What happens after that? Does the controller detect that as a bad block and moves to the next one and tries to erase that instead? Would the total capacity of the drive just slowly decrease over time?
EDIT
And of course we can forget about wear leveling. Yes it extends the life of a drive, but I am not talking about that. Eventually a cell will hit its last erase cycle.
The NAND flash chips have some built-in mechanisms to detect failures on write and erase operations, and will alert the controller if one fails. In this case, the controller can either try again, or treat that block as bad and map it out of its wear-leveling algorithm. Each page in the NAND device also has a spare area alongside the main data area, which is intended for metadata such as ECC and other forms of fault detection and tolerance. The controller can decide on its own fault tolerance scheme using the spare area. Hamming Codes are one common scheme, though there are several, including simple parity bits and Reed-Solomon codes. If things don't match up on a read operation, again, the controller is free to do as it pleases. Ideally, it would also map these blocks out of the wear leveling algorithm, and you would just lose capacity little by little until "too many" blocks fail, where "too many" depends on the algorithms and hardware structure sizes within the controller. Many first-cut controller designs simply declare an error to the operating system.
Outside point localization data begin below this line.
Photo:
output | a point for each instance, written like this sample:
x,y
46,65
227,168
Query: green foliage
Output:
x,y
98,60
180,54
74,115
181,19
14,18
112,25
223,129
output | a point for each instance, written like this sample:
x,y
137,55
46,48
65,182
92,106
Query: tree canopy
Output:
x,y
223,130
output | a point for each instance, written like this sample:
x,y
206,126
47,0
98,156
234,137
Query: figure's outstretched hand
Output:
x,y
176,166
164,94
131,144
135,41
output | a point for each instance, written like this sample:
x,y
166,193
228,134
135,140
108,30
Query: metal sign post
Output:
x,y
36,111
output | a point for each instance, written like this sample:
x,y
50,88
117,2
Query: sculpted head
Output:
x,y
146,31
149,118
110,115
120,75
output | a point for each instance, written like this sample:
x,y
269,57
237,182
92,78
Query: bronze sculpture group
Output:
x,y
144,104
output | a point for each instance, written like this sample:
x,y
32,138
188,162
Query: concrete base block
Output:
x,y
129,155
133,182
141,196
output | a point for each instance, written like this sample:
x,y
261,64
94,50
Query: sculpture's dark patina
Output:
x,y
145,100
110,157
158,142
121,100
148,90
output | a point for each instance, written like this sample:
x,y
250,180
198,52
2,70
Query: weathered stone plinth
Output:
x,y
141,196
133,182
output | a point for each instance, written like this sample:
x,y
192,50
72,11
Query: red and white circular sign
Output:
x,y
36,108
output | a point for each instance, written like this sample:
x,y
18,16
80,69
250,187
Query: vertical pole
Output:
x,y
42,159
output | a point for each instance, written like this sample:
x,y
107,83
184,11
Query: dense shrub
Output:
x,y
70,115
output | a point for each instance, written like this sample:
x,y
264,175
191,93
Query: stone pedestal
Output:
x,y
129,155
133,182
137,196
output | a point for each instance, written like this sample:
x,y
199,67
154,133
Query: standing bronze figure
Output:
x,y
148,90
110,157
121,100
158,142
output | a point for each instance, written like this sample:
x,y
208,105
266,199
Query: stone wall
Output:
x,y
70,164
Note that this is not an MLC-specific issue; though MLC cells may be more prone to a read error, since there is necessarily a smaller margin for error, SLC cells fail with mostly the same mechanisms, and can be dealt with by the controller in the same way.
Just like with hard disks, it's up to the implementation in the operating system. The controller would simply report that write (erase is actually a write operation) failed and it's up to the devide driver in operating system kernel to decide what to do. From what I've seen so far, Microsoft and Linux implementations simply return the error code to the calling application - so it produces I/O error.
In short: You simply get a "broken" device at some point.
SSDs use something called "wear leveling", where the drive keeps a statistic about sector usage and at some point or when it detects problems it will move the sector to a reserve one, just like it happens with regular hard drives.